So, my first timed writing contest is over, and here are my hindsight reflections. Because, you know, everyone loves hindsight : ).
I expected to be struggling down to the wire. I wasn’t. The prompt came out at 1 p.m my time. I spent an hour mulling it, playing with it in my mind and twisting and turning it different ways. Instead of looking for a story, I went hunting for my version of the characters in the prompt, and let them tell me where they wanted to go. Then I sat down and started to write.
I was finished my first draft by about 5 o’clock. The maximum word count was on the low side for me, and I was about 350 words over. I walked away from it, had some dinner, hung out with Lee for a while, read a little, and then went back to it with my word-scissors. Figuring out where I’d over-described because I was still fleshing things out myself was surprisingly easy this go-round, and the snipping didn’t hurt a bit.
I toyed with my wording and editing and contemplated my ending through the rest of the night. I think the changes that I made were good ones. When my changes were on the brink of feeling less like improvements and more like random second-guessing, I stopped.

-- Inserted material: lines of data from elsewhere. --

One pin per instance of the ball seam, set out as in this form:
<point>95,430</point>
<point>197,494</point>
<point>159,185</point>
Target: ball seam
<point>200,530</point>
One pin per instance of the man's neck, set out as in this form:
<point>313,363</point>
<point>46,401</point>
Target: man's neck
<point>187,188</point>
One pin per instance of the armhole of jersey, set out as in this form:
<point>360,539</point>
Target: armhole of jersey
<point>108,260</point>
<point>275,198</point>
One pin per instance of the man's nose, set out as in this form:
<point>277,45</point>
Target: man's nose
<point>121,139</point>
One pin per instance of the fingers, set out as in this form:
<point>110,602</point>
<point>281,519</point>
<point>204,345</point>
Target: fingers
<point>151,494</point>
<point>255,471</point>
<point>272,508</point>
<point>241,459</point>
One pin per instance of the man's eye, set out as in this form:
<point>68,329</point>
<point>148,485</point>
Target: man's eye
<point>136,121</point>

If I had to pick one “takeaway” from this experience, that would be it. As a writer, you have to pay attention to that internal voice. Changes are good. But you also have to listen to your intuition, and know when you’ve crossed a certain line. I guess it is sort of like coupledom. A certain amount of communicating and changing behaviors that hurt the relationship is good. But at a certain point, you cross into over-analysis and changing who you are for someone else. It is the same, I think, with reworking bits of a story.
What helped me realize this was the 24-hour deadline. It put the whole writing experience into a microcosm for me. When I truly felt my story was complete and ready to roll by midnight, there were still 12 hours of contest time left. That bugged me a little. I felt like as long as there was still time left, I should be doing something to the story. I had to step away and force myself to stop nit-picking at threads that really weren’t frayed, but would be if I kept poking and prodding them.
So I sent it off early, and spent Sunday watching my niece participate in a horse show rather than agonizing over the keyboard.
Win or lose, I got exactly what I wanted out of this. I learned something about the way I write, something that will help me in the future.
More importantly, I am a bit in love with my finished product. The prompt spoke to me. I’m sure it spoke to most of the writers in the contest, because it was a good one. Without giving anything away, I’ll just say it was the kind of prompt you could run with regardless of your preferred genre or writing style. It gave you fodder for anything from romance to literary to horror to comedy. The building blocks were there, and they were the type with which you could create any kind of structure. What I built is one I can live in quite happily.
If it places in the contest, I will probably dance on my ceiling. But if not, I have something to run with. The people, setting and plot that came to me during this contest are still twisting and turning in my brain, telling me there are many places they’d like to go if this ends up not being their last stop.